After 10 years of producing two-color catalogs, DBL Distributing, a $55 million business-to-business electronics accessories mailer, produced its first four-color book this fall. But although the change (and a 16-page increase in the size of the book) boosted production costs 20%, the results were gratifying, says director of marketing David Kline. On a 29% increase in circulation, DBL enjoyed a 55% lift in sales.

“The numbers really speak for themselves,” says Chris Berardelli, DBL’s sales rep at Downers Grove, IL-based printer R.R. Donnelley & Sons. “DBL made the right choice to go four-color, because even though color may not be as important as it is in an apparel book, it’s just more pleasing to the eye to look at 372 pages of color vs. black and white.”

Yet the prospect of a sales increase didn’t motivate the shift to four-color. In fact, using black-and-white photgraphy with just one spot color in the past “helped us show customers that we were bare-bones in costs – a good image for us to convey as an electronics distributor in an industry where there’s not much profit,” Kline says. The Scottsdale, AZ-based catalog company, which targets mom-and-pop electronics retailers, made the switch to color simply so it could reuse photos from the book on its color Website without having to reshoot them.
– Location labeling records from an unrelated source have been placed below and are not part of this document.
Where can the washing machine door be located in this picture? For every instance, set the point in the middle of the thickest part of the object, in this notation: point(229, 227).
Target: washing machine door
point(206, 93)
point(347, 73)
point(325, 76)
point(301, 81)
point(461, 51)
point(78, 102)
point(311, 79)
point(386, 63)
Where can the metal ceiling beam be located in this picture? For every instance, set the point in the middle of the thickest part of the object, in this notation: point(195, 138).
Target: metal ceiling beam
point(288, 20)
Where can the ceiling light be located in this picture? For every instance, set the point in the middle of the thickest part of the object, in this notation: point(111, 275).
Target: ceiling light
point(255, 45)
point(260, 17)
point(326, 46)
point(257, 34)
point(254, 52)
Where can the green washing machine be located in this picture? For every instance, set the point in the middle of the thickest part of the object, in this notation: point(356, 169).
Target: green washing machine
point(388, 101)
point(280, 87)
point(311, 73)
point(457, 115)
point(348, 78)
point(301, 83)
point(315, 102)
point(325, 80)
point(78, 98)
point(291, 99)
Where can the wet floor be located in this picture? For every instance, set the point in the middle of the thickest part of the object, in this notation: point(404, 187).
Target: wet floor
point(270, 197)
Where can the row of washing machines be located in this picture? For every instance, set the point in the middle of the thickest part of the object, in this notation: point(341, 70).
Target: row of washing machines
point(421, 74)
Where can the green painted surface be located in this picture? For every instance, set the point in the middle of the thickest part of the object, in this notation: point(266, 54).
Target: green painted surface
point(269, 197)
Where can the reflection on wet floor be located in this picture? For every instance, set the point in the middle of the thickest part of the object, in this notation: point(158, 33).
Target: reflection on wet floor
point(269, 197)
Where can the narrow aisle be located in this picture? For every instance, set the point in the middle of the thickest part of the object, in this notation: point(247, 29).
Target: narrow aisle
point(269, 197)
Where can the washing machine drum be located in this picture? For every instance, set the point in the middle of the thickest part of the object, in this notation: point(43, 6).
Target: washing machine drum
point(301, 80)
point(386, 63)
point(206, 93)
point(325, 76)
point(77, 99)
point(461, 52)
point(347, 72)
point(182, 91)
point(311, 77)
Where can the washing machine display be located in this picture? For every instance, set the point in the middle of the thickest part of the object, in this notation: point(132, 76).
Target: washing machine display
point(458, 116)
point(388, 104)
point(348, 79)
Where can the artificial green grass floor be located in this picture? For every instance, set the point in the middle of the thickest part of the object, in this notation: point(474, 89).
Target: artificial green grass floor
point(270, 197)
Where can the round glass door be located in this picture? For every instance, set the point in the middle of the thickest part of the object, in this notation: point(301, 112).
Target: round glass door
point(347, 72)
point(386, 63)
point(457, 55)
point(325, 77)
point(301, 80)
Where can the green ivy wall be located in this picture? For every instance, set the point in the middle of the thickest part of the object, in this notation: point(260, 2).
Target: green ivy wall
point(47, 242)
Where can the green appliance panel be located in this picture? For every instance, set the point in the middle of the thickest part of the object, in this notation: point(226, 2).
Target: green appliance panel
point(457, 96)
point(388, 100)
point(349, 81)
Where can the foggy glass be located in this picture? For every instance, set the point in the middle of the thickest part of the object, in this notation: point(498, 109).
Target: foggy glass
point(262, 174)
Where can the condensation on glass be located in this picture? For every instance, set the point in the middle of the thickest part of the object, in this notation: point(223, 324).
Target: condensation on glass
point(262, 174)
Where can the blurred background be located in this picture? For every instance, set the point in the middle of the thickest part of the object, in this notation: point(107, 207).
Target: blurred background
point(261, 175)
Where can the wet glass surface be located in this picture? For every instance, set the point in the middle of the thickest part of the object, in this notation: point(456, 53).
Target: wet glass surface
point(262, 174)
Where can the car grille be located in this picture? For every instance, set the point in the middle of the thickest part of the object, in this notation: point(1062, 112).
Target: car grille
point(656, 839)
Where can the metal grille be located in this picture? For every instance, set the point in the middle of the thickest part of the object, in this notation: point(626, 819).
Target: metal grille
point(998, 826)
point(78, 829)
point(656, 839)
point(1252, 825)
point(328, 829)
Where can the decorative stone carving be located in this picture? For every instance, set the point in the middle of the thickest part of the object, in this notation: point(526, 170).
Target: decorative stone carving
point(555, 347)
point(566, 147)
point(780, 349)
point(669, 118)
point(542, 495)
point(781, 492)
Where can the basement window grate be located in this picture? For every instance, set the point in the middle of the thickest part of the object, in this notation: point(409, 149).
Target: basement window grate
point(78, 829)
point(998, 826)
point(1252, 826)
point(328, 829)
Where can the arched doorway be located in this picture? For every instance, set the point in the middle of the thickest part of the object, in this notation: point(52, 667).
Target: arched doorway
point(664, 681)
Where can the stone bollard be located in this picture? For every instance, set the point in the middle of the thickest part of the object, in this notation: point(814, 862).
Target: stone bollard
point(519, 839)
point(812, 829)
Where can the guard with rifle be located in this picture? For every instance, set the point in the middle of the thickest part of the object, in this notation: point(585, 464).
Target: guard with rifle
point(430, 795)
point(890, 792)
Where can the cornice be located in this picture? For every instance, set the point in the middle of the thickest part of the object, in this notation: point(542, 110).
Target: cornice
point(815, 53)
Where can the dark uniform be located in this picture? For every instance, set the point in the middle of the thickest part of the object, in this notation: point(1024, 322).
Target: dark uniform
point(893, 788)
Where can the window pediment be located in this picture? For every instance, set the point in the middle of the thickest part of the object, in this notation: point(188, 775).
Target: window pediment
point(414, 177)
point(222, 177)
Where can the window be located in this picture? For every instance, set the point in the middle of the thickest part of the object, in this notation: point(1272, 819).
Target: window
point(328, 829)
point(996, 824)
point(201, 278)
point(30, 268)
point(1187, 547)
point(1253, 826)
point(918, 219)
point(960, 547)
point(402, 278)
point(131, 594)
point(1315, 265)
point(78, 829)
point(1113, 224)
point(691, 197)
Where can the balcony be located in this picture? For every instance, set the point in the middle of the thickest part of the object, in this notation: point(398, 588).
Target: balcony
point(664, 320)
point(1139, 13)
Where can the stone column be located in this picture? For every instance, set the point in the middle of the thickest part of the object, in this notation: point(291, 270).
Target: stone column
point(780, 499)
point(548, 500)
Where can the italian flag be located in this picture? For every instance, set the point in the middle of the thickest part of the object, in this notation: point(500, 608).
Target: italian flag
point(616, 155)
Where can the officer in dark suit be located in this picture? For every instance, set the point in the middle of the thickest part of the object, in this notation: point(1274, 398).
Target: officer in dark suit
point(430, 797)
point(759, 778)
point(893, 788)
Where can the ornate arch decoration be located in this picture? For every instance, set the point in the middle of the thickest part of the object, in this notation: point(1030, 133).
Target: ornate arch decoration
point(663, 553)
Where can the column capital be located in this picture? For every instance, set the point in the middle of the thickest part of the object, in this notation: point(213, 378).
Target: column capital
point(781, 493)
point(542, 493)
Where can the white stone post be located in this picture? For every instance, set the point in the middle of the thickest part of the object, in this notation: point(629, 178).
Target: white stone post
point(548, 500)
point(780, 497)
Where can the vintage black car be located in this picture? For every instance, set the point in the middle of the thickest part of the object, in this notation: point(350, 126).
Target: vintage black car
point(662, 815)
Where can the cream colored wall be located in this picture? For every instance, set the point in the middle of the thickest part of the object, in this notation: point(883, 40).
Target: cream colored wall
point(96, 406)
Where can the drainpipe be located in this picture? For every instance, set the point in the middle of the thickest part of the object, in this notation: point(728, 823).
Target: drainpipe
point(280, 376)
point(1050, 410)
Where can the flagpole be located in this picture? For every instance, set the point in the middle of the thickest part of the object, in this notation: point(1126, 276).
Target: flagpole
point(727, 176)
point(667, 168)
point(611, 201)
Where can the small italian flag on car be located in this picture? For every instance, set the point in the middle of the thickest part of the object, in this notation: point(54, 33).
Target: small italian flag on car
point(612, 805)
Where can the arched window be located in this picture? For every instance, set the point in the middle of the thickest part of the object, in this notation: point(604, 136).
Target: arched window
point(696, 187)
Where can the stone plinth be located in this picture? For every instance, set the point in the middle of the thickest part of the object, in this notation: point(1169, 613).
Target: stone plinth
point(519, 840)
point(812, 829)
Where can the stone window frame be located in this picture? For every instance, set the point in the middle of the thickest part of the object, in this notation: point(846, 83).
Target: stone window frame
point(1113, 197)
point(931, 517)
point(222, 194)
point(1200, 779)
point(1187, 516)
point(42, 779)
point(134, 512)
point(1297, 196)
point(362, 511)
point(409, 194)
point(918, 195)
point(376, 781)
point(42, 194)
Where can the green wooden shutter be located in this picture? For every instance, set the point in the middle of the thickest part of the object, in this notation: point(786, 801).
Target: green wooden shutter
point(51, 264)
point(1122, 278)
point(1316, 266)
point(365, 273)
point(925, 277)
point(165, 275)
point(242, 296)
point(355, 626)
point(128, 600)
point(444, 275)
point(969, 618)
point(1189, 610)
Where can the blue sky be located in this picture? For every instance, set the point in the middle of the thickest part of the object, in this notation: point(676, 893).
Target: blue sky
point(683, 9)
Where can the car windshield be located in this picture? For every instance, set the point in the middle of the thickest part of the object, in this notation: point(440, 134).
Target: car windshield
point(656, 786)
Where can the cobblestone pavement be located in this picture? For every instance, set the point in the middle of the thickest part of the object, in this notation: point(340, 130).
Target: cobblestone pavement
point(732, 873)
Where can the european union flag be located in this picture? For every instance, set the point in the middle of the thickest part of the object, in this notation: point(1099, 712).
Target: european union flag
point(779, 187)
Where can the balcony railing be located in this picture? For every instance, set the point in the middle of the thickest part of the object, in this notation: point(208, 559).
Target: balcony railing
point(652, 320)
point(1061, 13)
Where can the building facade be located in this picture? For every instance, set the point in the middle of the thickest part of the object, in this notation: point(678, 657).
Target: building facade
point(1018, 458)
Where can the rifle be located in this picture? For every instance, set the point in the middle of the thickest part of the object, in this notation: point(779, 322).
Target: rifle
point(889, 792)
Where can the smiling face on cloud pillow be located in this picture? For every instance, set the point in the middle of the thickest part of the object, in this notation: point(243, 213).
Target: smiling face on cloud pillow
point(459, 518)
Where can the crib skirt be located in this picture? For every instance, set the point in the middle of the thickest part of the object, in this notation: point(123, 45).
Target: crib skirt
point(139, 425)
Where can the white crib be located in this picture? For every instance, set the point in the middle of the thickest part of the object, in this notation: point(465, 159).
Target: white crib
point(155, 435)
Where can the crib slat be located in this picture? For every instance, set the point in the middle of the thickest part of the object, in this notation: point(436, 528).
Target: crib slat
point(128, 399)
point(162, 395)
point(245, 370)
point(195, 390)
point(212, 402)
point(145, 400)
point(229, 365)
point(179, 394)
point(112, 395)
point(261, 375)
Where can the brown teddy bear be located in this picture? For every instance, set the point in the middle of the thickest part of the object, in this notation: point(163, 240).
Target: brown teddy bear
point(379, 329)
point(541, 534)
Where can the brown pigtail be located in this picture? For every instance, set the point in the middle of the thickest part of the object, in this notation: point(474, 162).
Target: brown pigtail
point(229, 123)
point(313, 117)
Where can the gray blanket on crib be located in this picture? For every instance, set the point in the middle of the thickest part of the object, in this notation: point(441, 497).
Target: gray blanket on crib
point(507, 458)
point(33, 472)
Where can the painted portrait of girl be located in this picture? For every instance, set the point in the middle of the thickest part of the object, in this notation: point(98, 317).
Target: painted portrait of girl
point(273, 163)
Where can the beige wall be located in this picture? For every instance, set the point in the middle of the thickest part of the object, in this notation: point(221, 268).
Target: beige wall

Nonetheless, to produce the first four-color catalog, all the products that had been photographed in black-and-white needed to be reshot in color. That process took nearly six weeks and required DBL to hire a second production staffer. DBL also had to buy three color printers “to enable us to make color corrections on the fly,” Kline says. The cataloger also bought a Mac G3 dedicated server and added a separate 36GB hard drive to store the color images, which take up more space than black-and-white images. All told, the company spent $30,000 on the change to four-color.

To control expenses, DBL performed all color corrections inhouse, which saved the company about $20,000. And DBL opted for the Iris Digital Proof process, as opposed to the Kodak approval process, which would have cost an additional $15,000. “Although the Kodak process gives you a much truer read of what you’ll see in the printed book,” Kline says, “getting exact colors doesn’t matter as much for us as it might for, say, an apparel cataloger. We’re most concerned with getting a consistent look.”